论文标题
使用基于距离的可分离性度量的内部集群有效性指数
An Internal Cluster Validity Index Using a Distance-based Separability Measure
论文作者
论文摘要
评估聚类结果是聚类分析的重要组成部分。在典型的无监督学习中没有真正的班级标签。因此,已经创建了许多使用预测标签和数据的内部评估。它们也被命名为内部群集有效指数(CVI)。没有真正的标签,设计有效的CVI并不简单,因为它与创建聚类方法相似。而且,拥有更多的CVI是至关重要的,因为没有通用CVI可以用于测量所有数据集,也没有针对没有真正标签的群集选择合适的CVI的特定方法。因此,必须使用更多的CVI来评估聚类结果。在本文中,我们根据数据可分离性度量提出了一种新型的CVI-称为基于距离的可分离性指数(DSI)。我们将DSI和其他八个内部CVI应用于包括Dunn(1974)的早期研究(1974年)上的最新研究CVDD(2019)作为比较。我们将外部CVI用作地面真理,用于在12个真实和97个合成数据集上进行五种聚类算法的聚类结果。结果表明,与其他CVI相比,DSI是一种有效,独特且具有竞争性的CVI。此外,我们总结了评估CVI的一般过程,并创建了一种新方法 - 等级差异 - 以比较CVI的结果。
To evaluate clustering results is a significant part of cluster analysis. There are no true class labels for clustering in typical unsupervised learning. Thus, a number of internal evaluations, which use predicted labels and data, have been created. They are also named internal cluster validity indices (CVIs). Without true labels, to design an effective CVI is not simple because it is similar to create a clustering method. And, to have more CVIs is crucial because there is no universal CVI that can be used to measure all datasets, and no specific method for selecting a proper CVI for clusters without true labels. Therefore, to apply more CVIs to evaluate clustering results is necessary. In this paper, we propose a novel CVI - called Distance-based Separability Index (DSI), based on a data separability measure.

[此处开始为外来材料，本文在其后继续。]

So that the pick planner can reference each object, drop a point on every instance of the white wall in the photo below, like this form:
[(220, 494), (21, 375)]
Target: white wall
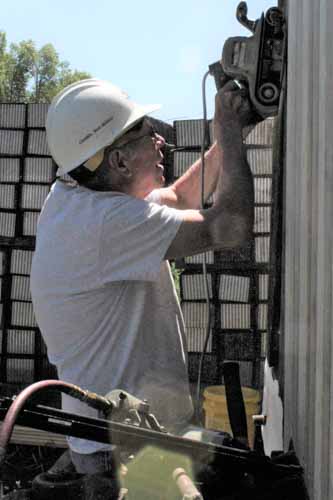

We applied the DSI and eight other internal CVIs including early studies from Dunn (1974) to most recent studies CVDD (2019) as comparison. We used an external CVI as ground truth for clustering results of five clustering algorithms on 12 real and 97 synthetic datasets. Results show DSI is an effective, unique, and competitive CVI to other compared CVIs. In addition, we summarized the general process to evaluate CVIs and created a new method - rank difference - to compare the results of CVIs.